Project Duration [ 2023.11 ~ 2023.12 ]
First one is consisted of image process AI technique and second one is consisted of video process AI technique.
If you want to change your image, I recommend that you should use first one or if you want to handle video, I suggest that you should use second one.
옛날 영상을 고품질의 영상으로 변환한다
Convert old footage into high-quality video
부모님 결혼식 영상을 현대화하여 선물하기
Modernize and gift your parents' wedding video
-
사실 어머니의 생신을 맞이하여 한 프로젝트이기에, 부모님이 좋아하실 것으로 예상된다.
I actually did this project for my mom's birthday, so I know she'll love it.
-
옛날 영상의 복원 프로세스를 하나의 프로세스로 통합함으로써 다른 저품질의 영상도 쉽게 고품질의 영상으로 복원 가능하다.
By consolidating the process of restoring old footage into one process, you can easily restore other low-quality footage to high quality.
-
Video Frame Interpolation의 경우, 직접 만든 Model로 이를 사용함으로써 성취감을 키운다.
For Video Frame Interpolation, you get a sense of accomplishment by using it with your own model.
I'll write down the simple principles and sources for each technique.
총 5가지의 기술을 이용하여 이미지를 제작할 예정이며 사용할 기술들은 다음과 같다.
We'll be using a total of five different techniques to create the image, and they are as follows
1. Image Inpainting을 통하여 기존 비디오에 있던 불완전한 영역을 자연스러운 영역으로 교체한다. 예를 들어, 시간 표시로 가려져 있는 영역 혹은 외곽 끝 부분의 부자연스러운 영역들을 제거하고 자연스러운 부분으로 교체 진행
2. Image Deblurring을 이용하여 옛날 카메라 기술의 부족으로 생긴 Blur한 Frame을 자연스럽게 처리해준다.
3. Image Colorization을 이용하여 흑백으로 표현되어 있던 Frame을 색감 처리를 진행한다.
4. Super Resolution을 이용하여 기존 화질 360X240의 영상에서 1280X720의 영상으로 교체한다.
5. Video Frame Interpolation을 이용하여 기존 FPS 25 => FPS 50의 영상으로 제작한다.
In this part, I'll show you the result of each process. The result image consists of a before(Left) and after(Right) image.

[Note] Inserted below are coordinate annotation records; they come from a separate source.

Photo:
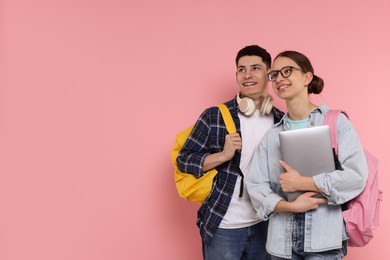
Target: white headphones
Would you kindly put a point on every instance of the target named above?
(247, 105)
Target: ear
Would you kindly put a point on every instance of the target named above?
(308, 78)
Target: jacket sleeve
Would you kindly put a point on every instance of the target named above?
(196, 148)
(343, 185)
(258, 183)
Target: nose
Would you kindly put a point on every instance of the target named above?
(279, 76)
(248, 74)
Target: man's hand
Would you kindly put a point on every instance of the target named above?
(233, 143)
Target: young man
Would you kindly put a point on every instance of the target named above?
(228, 223)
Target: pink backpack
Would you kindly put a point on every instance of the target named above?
(362, 214)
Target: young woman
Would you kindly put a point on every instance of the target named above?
(309, 227)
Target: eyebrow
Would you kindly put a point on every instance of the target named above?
(253, 65)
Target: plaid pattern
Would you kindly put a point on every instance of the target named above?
(207, 137)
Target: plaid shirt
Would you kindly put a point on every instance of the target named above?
(207, 137)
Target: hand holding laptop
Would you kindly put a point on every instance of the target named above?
(292, 181)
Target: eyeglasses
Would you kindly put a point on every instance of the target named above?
(285, 72)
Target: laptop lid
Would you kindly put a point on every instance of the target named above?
(308, 151)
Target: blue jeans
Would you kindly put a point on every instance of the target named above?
(240, 243)
(298, 238)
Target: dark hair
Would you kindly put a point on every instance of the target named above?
(255, 50)
(317, 84)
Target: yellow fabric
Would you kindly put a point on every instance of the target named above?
(188, 186)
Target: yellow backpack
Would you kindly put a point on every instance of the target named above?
(188, 186)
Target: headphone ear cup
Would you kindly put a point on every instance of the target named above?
(247, 106)
(266, 105)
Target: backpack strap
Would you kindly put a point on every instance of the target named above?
(227, 118)
(231, 128)
(331, 120)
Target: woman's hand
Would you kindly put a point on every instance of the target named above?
(306, 202)
(289, 180)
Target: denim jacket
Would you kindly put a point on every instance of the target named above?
(324, 226)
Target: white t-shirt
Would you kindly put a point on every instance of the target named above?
(240, 212)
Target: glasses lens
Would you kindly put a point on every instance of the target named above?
(272, 75)
(286, 71)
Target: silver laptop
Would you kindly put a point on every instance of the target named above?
(308, 151)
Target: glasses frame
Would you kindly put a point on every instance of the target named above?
(281, 73)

- Left image is original images the other one is inpainted image. I use inpainting technique for fill in the ends of the four sides. For instance, you can see blur region and black region in left image. But there is not a awkward region anywhere in right one.

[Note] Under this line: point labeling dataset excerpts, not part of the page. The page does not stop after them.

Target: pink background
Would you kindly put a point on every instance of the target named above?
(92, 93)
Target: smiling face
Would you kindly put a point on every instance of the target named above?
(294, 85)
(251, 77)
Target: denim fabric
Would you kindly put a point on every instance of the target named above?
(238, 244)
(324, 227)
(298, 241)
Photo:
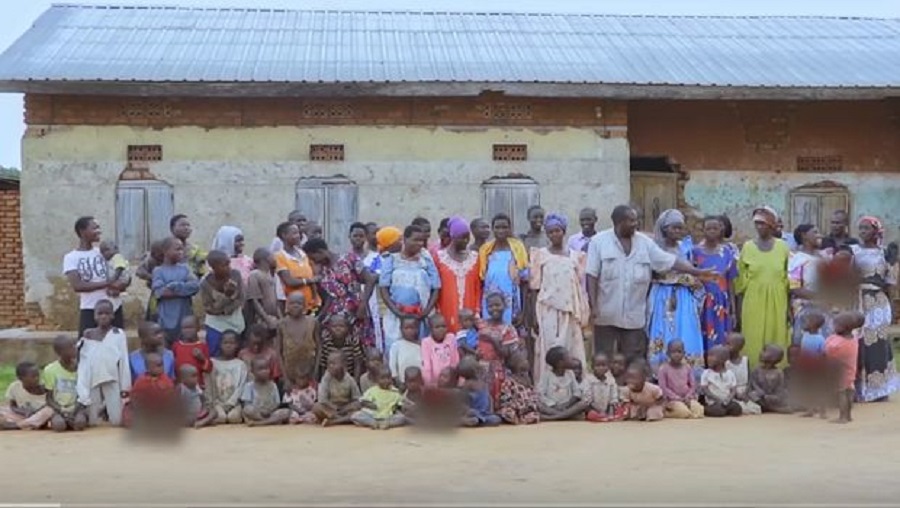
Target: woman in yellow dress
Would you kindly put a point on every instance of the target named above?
(763, 282)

- I set a mask image that has 20pixel mask section every side. The inpainting model predicted the section naturally.
- Left image is original images the other one is deblurred image. I guess that My parents wedding video was shot by one person walking around. So for most images, the blurring exists. To solve this problem, I utilize deblurring technique.

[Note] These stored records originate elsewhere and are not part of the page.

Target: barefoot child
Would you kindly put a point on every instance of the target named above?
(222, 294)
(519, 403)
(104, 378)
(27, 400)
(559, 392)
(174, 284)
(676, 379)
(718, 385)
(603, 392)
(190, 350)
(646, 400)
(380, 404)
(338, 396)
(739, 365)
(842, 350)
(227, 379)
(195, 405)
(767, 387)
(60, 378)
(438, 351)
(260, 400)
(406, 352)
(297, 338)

- For example, I've highlighted the flowerpot at the image. You can see clearer image on the right side.
- Before applying this method, In fact, I want to deblurr for human. But it doesn't not work well. I'm looking forward to solving this problem.
- All images in video are not in black and white. But there are some like that. I think that black and white conversion techniques are used to take a video.
- But I don't like it. Then I decided to colorize images.
- I think that colorized image is more better than before.
- You know, there are not only image restoration method, but also video restoration method. As I know video restoration methods utilize subsequent images, But thare are a lot of edit point that changs viewpoint so I conclude that image restoration method is more suitable for this work.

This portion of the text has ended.